But now and then, someone comes along — we're talking about technology, electronics, music — but someone comes along who's an original, and Laurie Anderson is definitely an original.

(End of montage)

Ms. Tippett: When I interviewed Studs Terkel at his home in Chicago, in 2004, he was in recovery from a serious fall. His famous voice was a bit weaker than it use to be, but as full of passion as ever. We met in his dayroom, which was overflowing with books, old and new, many of them written by people he'd interviewed. In one of his most beloved books, Working, Studs Terkel drew Americans out on how they spend their days.
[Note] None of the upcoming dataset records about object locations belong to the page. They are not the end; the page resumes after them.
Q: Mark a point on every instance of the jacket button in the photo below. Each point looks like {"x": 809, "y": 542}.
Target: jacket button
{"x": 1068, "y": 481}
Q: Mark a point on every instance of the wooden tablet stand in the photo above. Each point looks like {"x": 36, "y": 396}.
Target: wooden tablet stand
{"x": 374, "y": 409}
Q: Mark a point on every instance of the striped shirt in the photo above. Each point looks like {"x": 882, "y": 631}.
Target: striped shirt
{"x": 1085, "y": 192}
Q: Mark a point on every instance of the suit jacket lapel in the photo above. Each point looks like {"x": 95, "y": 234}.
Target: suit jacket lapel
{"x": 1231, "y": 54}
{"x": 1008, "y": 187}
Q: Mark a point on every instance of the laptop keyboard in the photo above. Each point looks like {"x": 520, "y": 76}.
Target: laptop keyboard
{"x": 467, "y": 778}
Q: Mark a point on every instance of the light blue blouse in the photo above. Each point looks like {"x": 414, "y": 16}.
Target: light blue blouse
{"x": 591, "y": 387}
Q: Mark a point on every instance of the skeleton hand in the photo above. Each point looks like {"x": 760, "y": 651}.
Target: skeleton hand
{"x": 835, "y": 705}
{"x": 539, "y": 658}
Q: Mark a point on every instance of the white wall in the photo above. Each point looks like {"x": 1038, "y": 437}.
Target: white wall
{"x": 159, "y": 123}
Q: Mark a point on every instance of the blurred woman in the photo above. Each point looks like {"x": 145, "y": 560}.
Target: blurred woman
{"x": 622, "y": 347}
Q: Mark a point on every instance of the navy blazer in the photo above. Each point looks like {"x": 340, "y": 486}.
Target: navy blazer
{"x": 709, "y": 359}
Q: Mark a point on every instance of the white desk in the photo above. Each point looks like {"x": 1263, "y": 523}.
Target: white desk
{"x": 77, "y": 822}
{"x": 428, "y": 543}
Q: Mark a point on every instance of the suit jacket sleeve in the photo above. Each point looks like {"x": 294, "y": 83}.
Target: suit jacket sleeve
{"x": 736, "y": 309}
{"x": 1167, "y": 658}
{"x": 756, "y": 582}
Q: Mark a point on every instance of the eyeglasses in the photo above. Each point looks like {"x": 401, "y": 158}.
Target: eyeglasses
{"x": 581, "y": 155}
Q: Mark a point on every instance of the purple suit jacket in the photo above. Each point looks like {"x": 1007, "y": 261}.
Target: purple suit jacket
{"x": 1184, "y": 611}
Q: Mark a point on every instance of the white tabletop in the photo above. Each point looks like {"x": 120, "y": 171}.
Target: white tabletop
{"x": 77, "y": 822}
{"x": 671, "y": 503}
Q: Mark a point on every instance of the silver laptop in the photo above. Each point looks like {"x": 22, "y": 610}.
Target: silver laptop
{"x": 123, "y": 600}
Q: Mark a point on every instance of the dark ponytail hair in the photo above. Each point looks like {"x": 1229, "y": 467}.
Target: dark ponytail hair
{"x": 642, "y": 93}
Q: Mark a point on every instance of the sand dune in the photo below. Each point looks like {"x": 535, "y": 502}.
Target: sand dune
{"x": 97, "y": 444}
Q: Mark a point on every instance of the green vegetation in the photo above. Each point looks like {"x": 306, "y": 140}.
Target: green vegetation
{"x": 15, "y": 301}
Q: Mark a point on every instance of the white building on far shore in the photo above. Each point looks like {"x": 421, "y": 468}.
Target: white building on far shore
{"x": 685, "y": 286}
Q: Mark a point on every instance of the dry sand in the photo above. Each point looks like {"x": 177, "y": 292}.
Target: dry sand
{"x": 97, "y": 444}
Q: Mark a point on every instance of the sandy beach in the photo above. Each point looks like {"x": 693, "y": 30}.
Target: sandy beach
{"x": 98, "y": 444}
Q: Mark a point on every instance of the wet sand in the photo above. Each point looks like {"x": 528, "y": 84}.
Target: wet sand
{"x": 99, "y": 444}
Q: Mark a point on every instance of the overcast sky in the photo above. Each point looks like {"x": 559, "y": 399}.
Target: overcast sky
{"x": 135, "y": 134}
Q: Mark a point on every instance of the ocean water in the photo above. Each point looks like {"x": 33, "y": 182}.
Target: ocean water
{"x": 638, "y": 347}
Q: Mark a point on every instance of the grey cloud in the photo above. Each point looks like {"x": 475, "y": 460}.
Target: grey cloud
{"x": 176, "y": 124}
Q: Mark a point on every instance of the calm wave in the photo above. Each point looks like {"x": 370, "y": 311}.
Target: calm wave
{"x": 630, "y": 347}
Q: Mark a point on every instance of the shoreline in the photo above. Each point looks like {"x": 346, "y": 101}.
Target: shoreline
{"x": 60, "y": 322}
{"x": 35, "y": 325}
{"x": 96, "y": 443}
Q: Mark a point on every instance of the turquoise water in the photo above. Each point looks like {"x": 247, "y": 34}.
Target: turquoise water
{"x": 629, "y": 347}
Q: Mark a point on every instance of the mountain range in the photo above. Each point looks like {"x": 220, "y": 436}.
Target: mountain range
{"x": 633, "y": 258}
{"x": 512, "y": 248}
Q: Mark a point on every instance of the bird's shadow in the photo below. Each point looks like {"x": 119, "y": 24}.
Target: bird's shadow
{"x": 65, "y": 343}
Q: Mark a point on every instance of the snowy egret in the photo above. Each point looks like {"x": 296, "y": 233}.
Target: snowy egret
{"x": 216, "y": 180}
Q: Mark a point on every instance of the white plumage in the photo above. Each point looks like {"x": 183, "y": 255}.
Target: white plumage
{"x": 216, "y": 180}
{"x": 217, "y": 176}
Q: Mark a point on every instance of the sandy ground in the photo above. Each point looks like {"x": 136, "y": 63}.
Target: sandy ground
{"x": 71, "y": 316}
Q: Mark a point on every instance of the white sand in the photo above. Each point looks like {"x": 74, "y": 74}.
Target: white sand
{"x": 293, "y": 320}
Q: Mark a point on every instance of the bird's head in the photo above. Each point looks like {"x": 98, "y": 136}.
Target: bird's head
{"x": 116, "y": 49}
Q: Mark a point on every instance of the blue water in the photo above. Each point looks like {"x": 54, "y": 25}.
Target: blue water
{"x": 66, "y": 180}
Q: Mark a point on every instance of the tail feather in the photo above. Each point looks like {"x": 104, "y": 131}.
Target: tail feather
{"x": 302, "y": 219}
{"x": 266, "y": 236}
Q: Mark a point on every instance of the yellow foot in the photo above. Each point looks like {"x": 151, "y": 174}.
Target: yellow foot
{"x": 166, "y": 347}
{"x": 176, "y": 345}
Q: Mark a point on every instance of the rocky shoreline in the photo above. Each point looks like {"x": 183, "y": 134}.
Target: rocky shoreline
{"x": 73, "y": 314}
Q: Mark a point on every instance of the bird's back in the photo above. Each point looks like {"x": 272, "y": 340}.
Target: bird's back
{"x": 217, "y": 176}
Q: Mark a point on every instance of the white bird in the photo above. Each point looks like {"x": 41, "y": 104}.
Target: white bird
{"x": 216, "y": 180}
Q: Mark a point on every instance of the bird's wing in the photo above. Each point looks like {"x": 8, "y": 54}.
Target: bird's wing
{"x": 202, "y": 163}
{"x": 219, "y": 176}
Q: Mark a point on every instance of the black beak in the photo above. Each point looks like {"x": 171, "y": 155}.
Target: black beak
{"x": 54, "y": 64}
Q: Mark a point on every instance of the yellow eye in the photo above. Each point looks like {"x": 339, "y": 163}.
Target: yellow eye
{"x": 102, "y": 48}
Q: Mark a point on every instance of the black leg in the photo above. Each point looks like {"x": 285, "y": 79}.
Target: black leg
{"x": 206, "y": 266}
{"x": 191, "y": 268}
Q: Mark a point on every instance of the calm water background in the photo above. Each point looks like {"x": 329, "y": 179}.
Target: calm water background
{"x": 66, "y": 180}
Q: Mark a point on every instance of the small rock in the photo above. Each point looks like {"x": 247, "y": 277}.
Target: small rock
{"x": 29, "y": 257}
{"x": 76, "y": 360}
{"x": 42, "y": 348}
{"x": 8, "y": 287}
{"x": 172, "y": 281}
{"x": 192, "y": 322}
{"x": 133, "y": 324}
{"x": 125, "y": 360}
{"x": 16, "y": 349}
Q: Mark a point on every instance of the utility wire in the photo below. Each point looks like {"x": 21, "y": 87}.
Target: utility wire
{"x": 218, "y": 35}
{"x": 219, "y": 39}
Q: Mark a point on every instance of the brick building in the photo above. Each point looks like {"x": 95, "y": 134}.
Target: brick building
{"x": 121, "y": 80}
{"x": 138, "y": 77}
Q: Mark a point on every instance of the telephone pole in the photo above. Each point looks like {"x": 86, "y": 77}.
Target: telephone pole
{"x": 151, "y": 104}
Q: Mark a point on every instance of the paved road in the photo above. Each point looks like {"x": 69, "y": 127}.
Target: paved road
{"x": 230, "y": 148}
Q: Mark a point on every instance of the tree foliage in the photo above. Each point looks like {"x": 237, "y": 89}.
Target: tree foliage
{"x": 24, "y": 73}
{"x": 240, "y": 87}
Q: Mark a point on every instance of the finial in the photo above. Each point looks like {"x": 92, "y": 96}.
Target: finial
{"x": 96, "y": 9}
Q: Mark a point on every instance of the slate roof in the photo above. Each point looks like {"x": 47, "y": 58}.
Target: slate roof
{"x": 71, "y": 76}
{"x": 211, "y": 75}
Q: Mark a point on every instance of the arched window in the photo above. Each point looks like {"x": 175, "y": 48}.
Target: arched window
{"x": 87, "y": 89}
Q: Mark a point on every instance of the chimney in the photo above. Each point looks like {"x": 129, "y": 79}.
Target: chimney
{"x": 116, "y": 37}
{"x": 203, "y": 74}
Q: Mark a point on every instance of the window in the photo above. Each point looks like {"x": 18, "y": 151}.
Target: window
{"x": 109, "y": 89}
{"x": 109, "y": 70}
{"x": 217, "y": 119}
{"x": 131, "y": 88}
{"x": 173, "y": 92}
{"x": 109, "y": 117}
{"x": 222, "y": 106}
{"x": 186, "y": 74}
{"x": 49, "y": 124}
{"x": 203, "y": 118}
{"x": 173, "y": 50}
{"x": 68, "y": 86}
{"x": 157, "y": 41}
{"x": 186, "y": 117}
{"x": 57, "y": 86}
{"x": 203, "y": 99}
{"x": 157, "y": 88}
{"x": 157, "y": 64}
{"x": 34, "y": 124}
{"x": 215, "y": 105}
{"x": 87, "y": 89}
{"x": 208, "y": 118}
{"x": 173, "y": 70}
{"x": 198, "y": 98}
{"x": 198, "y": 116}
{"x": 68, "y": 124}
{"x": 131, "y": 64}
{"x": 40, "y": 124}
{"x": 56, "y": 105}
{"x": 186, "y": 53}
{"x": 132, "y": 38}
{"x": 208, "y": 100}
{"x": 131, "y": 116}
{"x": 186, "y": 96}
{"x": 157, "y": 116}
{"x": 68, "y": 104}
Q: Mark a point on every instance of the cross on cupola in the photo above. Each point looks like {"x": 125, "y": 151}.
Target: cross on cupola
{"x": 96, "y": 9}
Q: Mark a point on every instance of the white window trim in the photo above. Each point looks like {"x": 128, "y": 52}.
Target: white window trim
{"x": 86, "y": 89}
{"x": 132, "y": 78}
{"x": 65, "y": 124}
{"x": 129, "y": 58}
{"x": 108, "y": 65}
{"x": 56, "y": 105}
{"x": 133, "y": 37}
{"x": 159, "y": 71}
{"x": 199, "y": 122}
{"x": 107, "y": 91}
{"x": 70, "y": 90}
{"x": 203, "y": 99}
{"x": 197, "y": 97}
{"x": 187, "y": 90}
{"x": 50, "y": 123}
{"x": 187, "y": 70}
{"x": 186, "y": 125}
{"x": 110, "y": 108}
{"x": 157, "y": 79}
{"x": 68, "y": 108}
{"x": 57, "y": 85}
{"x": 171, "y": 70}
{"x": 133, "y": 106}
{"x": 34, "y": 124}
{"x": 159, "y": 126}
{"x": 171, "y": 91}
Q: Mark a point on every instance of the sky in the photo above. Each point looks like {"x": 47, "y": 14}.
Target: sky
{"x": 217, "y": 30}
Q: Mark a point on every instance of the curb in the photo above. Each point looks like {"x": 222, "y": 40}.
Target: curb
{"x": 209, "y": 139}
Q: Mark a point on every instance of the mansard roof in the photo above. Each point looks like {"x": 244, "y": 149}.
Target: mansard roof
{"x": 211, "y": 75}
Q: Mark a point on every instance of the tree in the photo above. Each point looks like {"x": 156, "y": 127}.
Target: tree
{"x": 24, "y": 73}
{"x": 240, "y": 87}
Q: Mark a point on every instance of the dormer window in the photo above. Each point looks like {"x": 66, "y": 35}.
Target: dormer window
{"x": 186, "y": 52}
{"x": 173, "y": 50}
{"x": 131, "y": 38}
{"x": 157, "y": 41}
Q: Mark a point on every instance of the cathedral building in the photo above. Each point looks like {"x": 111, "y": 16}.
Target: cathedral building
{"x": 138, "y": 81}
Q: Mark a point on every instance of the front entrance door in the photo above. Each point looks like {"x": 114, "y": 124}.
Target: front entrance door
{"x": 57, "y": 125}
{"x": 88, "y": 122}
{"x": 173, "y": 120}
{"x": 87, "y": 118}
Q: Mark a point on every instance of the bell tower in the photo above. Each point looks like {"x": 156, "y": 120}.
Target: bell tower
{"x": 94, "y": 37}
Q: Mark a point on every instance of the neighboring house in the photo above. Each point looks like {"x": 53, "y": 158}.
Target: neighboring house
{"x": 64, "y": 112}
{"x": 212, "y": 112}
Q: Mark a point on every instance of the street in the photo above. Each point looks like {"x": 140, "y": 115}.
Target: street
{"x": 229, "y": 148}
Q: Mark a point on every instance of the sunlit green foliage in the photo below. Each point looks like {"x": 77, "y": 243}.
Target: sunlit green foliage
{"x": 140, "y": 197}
So I began our conversation by asking how he'd come to understand the humanizing power of an interview and what was it in his approach, I wondered, that allowed such a range of people not only to open up in his presence, but to achieve an honesty, even a wisdom they had scarcely known in themselves?

Mr. Terkel: You got to start in the beginning. History. The publisher happened to catch some of my interviews of different people. These were known people, like Bertrand Russell or Brando. And he said, 'How about you doing a book about ordinary people and their lives?' Because he'd just published a book about China, what happened after the Mao revolution. And he said, 'Why don't you do one about an American village, Chicago, in the middle of its own revolution,' early '60s, cybernetics and civil rights, the anti-war, the various things. That's how it began. The ordinary, non-celebrated people. Celebrities, by and large, are a pain in the ass, you know. No, they are because, you know, they say the same things.

Ms. Tippett: Right. And they've said it too many times.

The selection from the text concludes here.